Nimmt man die "Rs" als Hilfestellung, passt wahrscheinlich bei diesem Problem erstmal Reusing, also Weiternutzen: die Sachen hatte man ja schon erworben und kann sie deshalb nicht mehr ablehnen. (Refuse)
Man könnte es aber ablehnen, die Sachen selbst weiternutzen und sie stattdessen weitergeben. Das muss jeder für sich selbst entscheiden.
Weiternutzen
Als Beispiel: Plastikbehälter. Diese können erstmal Zero Waste sein!
Man kann sie weiternutzen zum Aufbewahren, Einkaufen oder je nach Beschaffenheit zum Einfrieren.
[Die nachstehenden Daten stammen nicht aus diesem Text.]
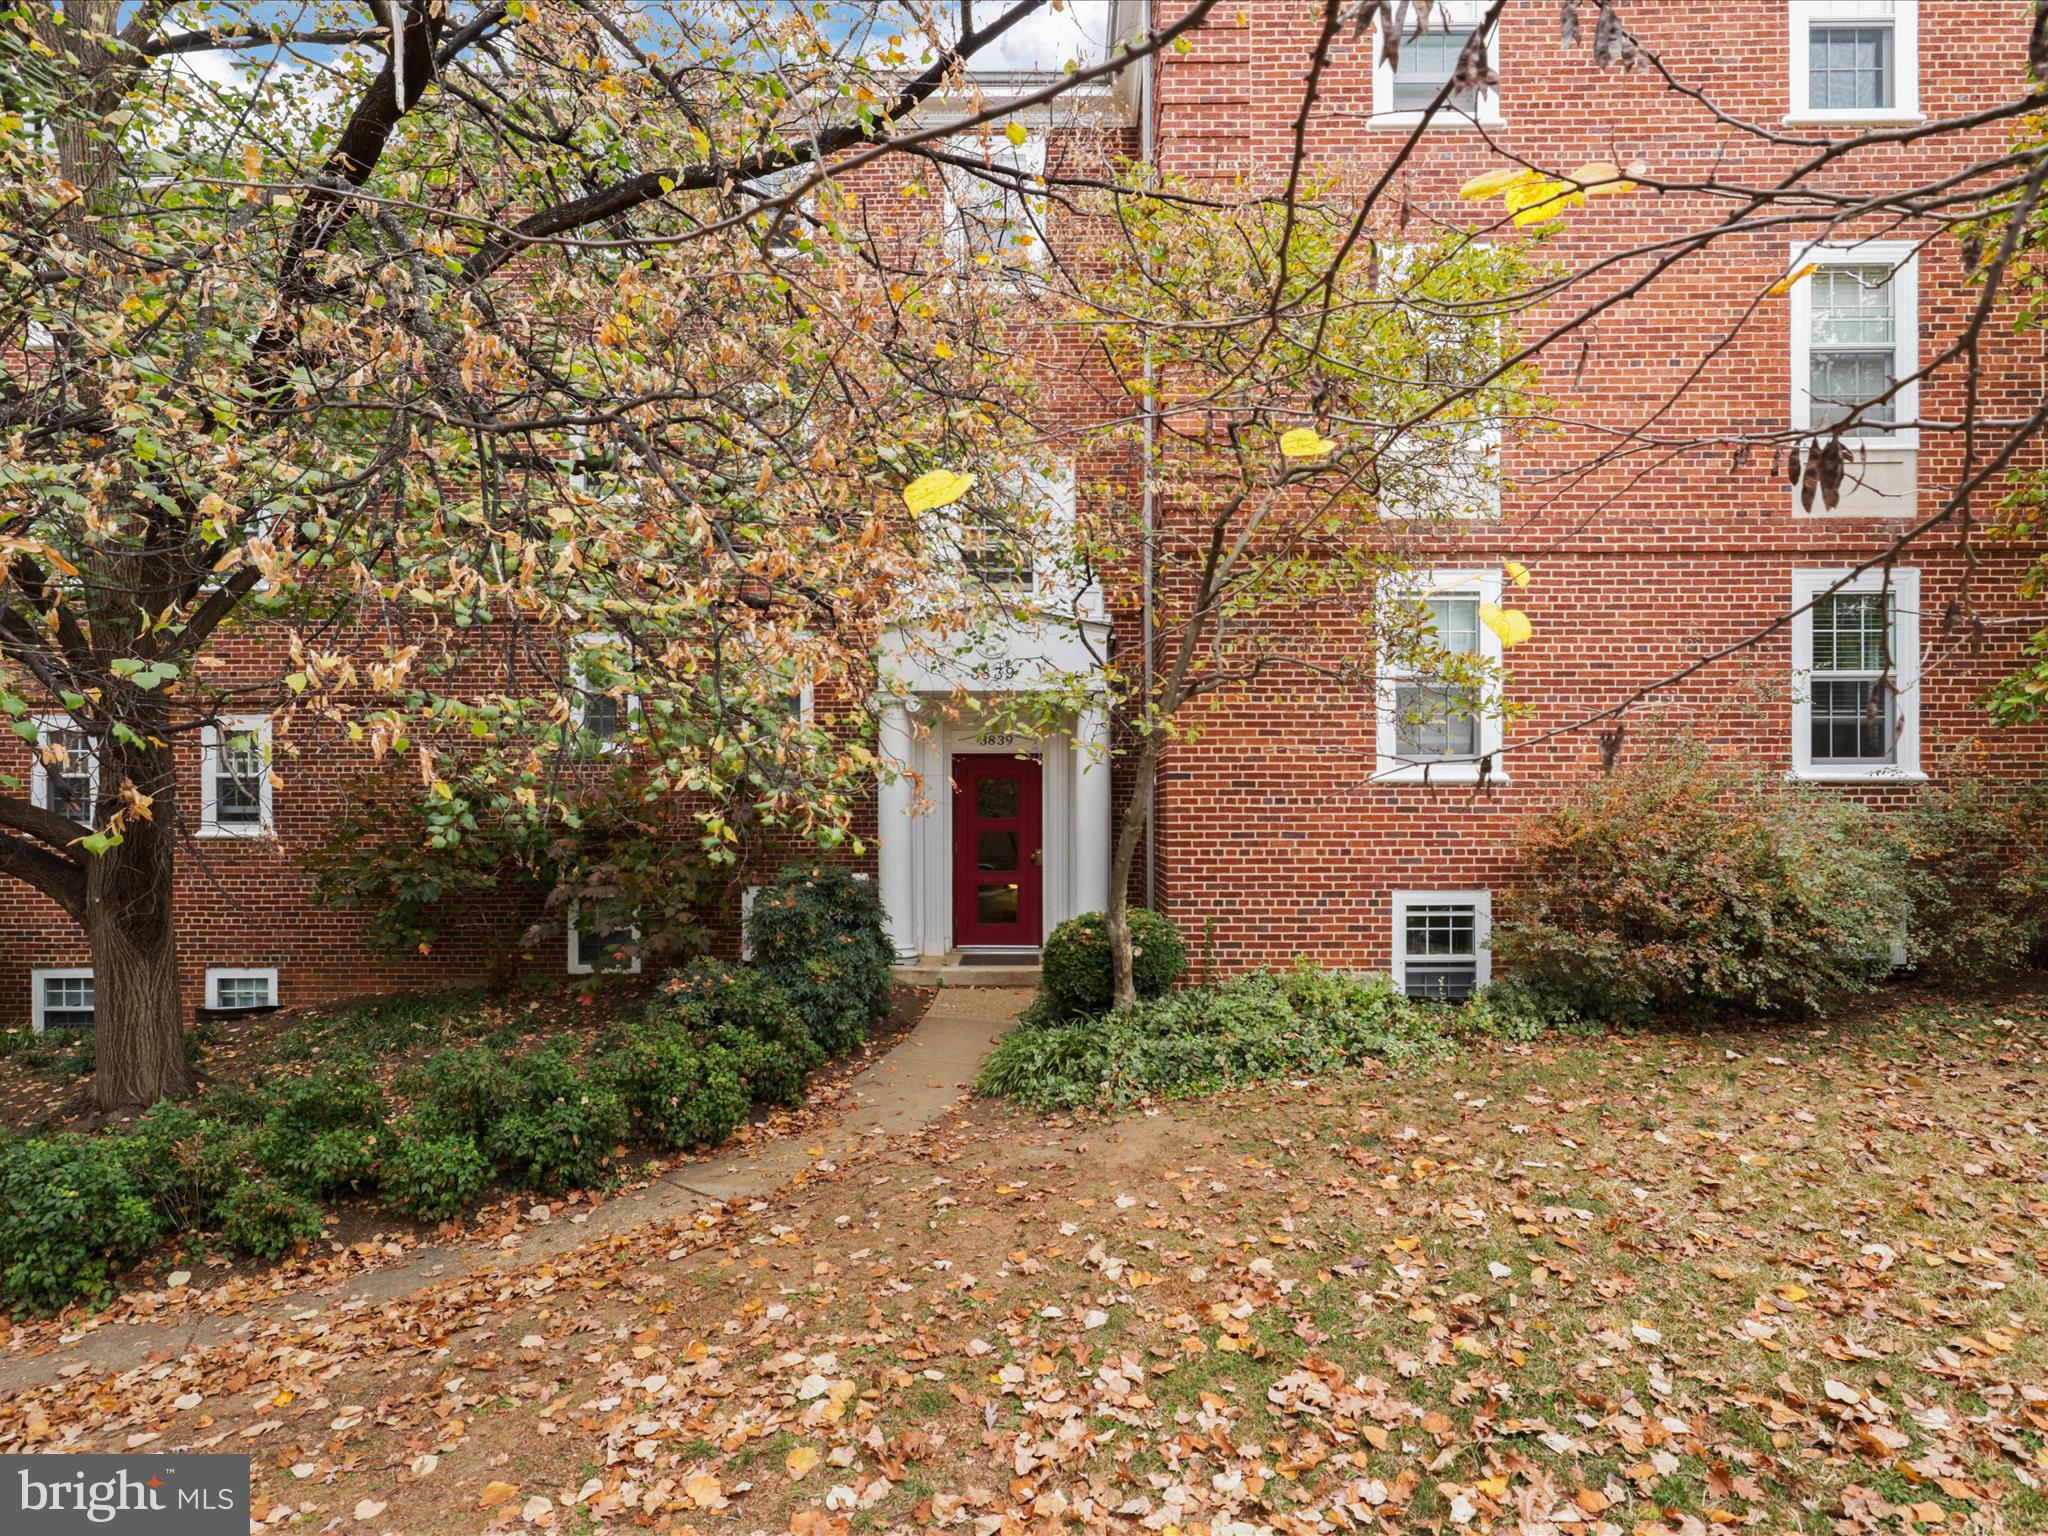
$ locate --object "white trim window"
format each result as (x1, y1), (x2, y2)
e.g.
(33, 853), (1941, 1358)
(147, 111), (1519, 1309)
(206, 967), (279, 1011)
(199, 715), (273, 837)
(1787, 2), (1920, 126)
(1791, 567), (1924, 781)
(1372, 0), (1501, 128)
(30, 715), (96, 825)
(1791, 242), (1919, 443)
(1377, 570), (1505, 783)
(1392, 891), (1492, 1001)
(566, 903), (642, 975)
(30, 967), (95, 1032)
(740, 883), (765, 961)
(569, 633), (637, 750)
(942, 135), (1049, 271)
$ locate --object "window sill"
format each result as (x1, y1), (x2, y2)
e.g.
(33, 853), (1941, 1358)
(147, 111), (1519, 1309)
(196, 824), (275, 840)
(1786, 767), (1929, 785)
(1781, 111), (1925, 130)
(1368, 112), (1505, 131)
(1378, 766), (1510, 786)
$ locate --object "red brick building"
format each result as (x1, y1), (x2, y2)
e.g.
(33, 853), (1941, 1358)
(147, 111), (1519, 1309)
(8, 1), (2046, 1026)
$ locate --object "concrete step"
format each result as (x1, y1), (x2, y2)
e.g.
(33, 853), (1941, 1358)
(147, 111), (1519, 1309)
(894, 954), (1042, 989)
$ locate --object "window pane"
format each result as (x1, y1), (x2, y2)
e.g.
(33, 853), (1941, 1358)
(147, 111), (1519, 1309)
(576, 923), (636, 973)
(1810, 351), (1895, 431)
(1809, 23), (1893, 110)
(976, 883), (1020, 924)
(1810, 678), (1895, 763)
(41, 975), (94, 1029)
(1394, 681), (1480, 759)
(38, 727), (92, 823)
(1424, 595), (1481, 655)
(215, 735), (264, 824)
(580, 692), (623, 739)
(1390, 29), (1480, 113)
(1404, 904), (1477, 959)
(1404, 960), (1479, 1002)
(1809, 266), (1895, 346)
(977, 830), (1019, 870)
(216, 975), (273, 1009)
(1813, 592), (1891, 671)
(974, 775), (1019, 819)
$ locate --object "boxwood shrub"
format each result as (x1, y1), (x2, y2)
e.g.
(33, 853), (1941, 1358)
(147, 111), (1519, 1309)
(1039, 909), (1187, 1017)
Dadurch umgeht man einiges an Müll:
Beim Einfrieren spart man sich die Gefrierbeutel,
bei der Aufbewahrung im Kühlschrank die Frischhalte- oder Alufolie,
zum Mitnehmen als Brotzeit die Plastiktüten, das Brotzeitpapier oder die To-Go-Verpackung.
Nimmt man sie zum Einkaufen mit in den Unverpackt-Laden, an die Frischetheke, in die Mühle oder andere Bulkabteilungen, dann kann man sich dort hinein die unverpackten Lebensmittel füllen. Dadurch spart man Einweg-Verpackungen.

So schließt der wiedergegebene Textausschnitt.